Wie Buhl stiegen auch die Bronzemedaillen-Gewinner der Olympischen Spiele von Japan überzeugend in die spanische Serie ein: Paul Kohlhoff und Alica Stuhlemmer vom Kieler Yacht-Club waren nach ihrem ersten Regattatag in der Bucht von Palma im foilenden Mixed-Katamaran Nacra 17 Vierte. Die Führung haben mit Ruggero Tita/Caterina Banti und Gianluca Ugolini/Maria Giubilei wieder einmal zwei italienische Crews übernommen. Santiago Lange, inzwischen stolze 60 Jahre alter Argentinier und Nacra-17-Olympiasieger von 2012, hat sich mit Victoria Travascio eine neue Segelpartnerin ins Boot geholt und will es mit Blick auf Olympia 2024 noch einmal wissen. Das südamerikanische Duo eröffnete die Trofeo mit Platz 13 nach drei Wettfahrten.

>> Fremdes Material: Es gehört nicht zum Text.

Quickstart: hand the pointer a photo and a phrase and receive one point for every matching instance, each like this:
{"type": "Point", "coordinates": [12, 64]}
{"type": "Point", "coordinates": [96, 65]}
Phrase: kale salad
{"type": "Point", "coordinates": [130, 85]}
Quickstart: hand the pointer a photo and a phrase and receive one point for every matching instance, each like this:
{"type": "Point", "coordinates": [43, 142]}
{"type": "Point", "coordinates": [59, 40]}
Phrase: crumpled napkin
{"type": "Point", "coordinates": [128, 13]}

Mit viel Spannung wurde der Regattastart der neuen olympischen 470er-Mixed-Disziplin erwartet. Dabei erfüllten die Top-Favoriten die Erwartungen: Die spanischen Überflieger Jordi Xammar und Nora Brugmann lagen nach vier Wettfahrten auf Platz zwei hinter den Italienern Giacomo Ferrari/Bianca Caruso und vor den Australiern Nina Jaerwood/Conor Nicholas. Auf Platz vier schon folgten Luise Wanser/Philipp Autenrieth (Norddeutscher Regatta Verein/Bayerischer Yacht-Club) als zunächst beste 470er-Mixed-Crew des German Sailing Teams. Vier Punkte dahinter schafften sich Theres Dahnke/Matti Cipra (Plauer Wassersport-Verein) als Sechste eine gute Ausgangsbasis für weitere Angriffe. Auch Malte und Anastasiya Winkel konnten als Gesamt-Zehnte zum Saisonstart überzeugen (hier geht es zu allen Ergebnissen und Zwischenständen – bittel anklicken!). Und hier geht es rückblickend zur Zusammenfassung von Tag eins (bitte anklicken!).
Dass Florian Gruber (NRV) und Yannis Maus (Cuxkiters) heiß auf ihren Palma-Einsatz in der neuen olympischen Disziplin iQFoil waren, hatte Gruber bereits in einem Video versichert (bitte anklicken!). Auf der Bahn trumpften sie zunächst als Fünfter und Neunter nach vier Rennen auf. Bei den Kiterinnen gelang Leonie Meyer (NRV) am Dienstag als Gesamt-Siebte ein starker erster Tag im Ringen um den möglichst schnellen Wiederanschluss an die Weltspitze nach der Geburt ihres Sohnes und dem erfolgreichen Abschluss ihres Studiums im vergangenen Jahr.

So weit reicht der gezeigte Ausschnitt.